In the study, participants made judgments about their risk for HIV based on past sex behaviors, and these were compared to retrospective reports of behavior. This measure would be appropriate to use in similar contexts, for example, when assessing the accuracy of risk perceptions by examining associations with past behavior, or in studies examining whether an intervention has enhanced risk perception. The measure could be adapted for studies examining whether risk perception predicts future behavior by making the items conditional on a specific behavior (for example, not using condoms) rather than based on past sex behavior. By doing so it would be possible to examine whether using a broader operationalization of risk perception predicts future behavior. The cross-sectional design of the current study also limits the ability to examine the predictive criterion-related validity of the measure and longitudinal research is needed to examine the complex relationship between perceived risk and behavior.

In the present study the PRHS, was completed prior to participants reporting on their HIV risk behaviors or receiving HIV prevention counseling or testing. The order of the questionnaires was chosen to reduce the possible effect of completing a risk assessment or counseling on responses to the PRHS. However, it is possible that the completion of the PRHS may have affected participants’ responses to later questions on the RBA. For example, thinking about one’s risk of HIV may have made salient risk behaviors that the participant may not otherwise have recalled.

In the current study, both the PRHS and RBA were administered by a trained interviewer. This method allows interviewers to clarify participants’ responses, minimizes missing data [46] and is useful in settings with low adult literacy, such as Los Angeles County [47]. However, this approach may have also resulted in self-presentation biases, and in other contexts researchers may consider having participants self-administer the PRHS or using audio computer-assisted self-interviewing (Audio-CASI).
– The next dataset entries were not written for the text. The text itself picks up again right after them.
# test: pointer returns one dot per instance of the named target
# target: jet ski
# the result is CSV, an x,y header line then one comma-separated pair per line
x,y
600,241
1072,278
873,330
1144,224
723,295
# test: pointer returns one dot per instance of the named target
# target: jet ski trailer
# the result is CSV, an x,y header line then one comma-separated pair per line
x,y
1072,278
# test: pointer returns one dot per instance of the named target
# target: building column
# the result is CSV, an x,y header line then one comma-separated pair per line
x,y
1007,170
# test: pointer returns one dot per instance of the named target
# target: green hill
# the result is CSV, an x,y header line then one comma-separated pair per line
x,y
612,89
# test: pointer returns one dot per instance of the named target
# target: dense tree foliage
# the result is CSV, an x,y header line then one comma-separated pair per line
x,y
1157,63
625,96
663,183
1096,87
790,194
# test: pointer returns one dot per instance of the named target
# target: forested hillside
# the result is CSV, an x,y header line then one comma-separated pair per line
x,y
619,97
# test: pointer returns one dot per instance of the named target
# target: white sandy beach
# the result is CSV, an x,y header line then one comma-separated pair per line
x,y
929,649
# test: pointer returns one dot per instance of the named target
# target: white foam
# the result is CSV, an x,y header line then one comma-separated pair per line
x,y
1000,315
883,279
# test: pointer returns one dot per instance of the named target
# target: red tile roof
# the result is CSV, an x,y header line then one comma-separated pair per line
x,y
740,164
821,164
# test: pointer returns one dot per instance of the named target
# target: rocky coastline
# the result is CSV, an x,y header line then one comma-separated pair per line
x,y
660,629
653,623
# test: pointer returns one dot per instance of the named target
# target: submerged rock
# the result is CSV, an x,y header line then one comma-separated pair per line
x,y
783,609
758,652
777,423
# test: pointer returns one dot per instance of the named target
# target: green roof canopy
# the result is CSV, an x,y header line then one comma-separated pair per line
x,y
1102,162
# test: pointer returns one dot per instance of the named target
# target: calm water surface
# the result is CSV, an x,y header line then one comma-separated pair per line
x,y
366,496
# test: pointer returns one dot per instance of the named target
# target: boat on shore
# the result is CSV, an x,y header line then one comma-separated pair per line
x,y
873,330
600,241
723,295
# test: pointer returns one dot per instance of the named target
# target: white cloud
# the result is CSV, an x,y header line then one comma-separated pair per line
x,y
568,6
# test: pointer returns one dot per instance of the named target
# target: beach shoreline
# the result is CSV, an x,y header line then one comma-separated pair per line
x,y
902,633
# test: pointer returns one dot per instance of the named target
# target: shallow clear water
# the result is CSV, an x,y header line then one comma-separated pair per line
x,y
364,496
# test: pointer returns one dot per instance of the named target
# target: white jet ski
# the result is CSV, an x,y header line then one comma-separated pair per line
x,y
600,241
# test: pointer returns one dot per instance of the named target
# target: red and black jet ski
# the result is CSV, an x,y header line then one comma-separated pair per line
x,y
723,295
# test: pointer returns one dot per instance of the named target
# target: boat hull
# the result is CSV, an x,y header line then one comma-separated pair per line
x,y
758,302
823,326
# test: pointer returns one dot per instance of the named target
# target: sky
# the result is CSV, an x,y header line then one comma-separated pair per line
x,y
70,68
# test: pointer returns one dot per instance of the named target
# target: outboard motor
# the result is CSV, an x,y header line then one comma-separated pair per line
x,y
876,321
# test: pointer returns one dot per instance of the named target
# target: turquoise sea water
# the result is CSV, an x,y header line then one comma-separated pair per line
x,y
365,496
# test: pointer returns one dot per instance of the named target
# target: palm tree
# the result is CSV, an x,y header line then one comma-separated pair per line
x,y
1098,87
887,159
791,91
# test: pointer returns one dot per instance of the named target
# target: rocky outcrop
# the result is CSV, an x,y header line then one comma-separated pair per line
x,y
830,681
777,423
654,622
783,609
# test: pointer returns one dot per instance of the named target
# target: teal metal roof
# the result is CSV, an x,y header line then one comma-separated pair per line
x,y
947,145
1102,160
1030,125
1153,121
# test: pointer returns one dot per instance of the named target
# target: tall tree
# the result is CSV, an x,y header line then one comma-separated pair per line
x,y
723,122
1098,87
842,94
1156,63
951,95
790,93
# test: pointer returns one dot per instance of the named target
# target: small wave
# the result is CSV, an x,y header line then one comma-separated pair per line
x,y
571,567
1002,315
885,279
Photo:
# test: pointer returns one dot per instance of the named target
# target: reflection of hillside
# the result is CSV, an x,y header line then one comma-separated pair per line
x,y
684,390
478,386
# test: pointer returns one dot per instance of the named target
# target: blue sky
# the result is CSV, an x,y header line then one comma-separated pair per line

One of the benefits to using IRT analysis is that it provides an approach to examine the reliability of the measure at different levels of theta (perceived risk). The IRT analysis suggested that the PRHS was most reliable for individuals whose perceived risk fell approximately between 2.5 standard deviations below or above the mean. The PHRS may have lower reliability and criterion validity if administered in samples at low risk, or who have more unrealistic perceptions of their risk. The current study recruited participants accessing HIV prevention or testing services, and may not be representative of at-risk populations who do not access these services. Despite the recruitment setting, there was still considerable diversity on scores on the PRHS, including clients who did not perceive themselves to be at risk of HIV infection at all. This may reflect the fact that people may be motivated to seek HIV testing and prevention services for reasons other than perceiving themselves to be at risk, for example, engaging in HIV testing as part of a routine health maintenance strategy, or motivated by non-cash incentives.

Few studies address the psychometric properties of the HIV risk perception items they employ. The current study provided evidence for the reliability and validity of a measure that incorporates different dimensions of perceived risk. Although the current study has limitations, it is hoped that the topics raised will encourage others to consider examining the construct of perceived risk for HIV infection more broadly, and to use multiple items, including items examining how people feel about their risk. Given the theoretical importance of perceived risk of HIV and how commonly this construct is included in interventions aiming to reduce risk behaviors, more research is needed to understand how best to conceptualize and operationalize this construct, as well as research addressing the psychometric properties of items and scales employed.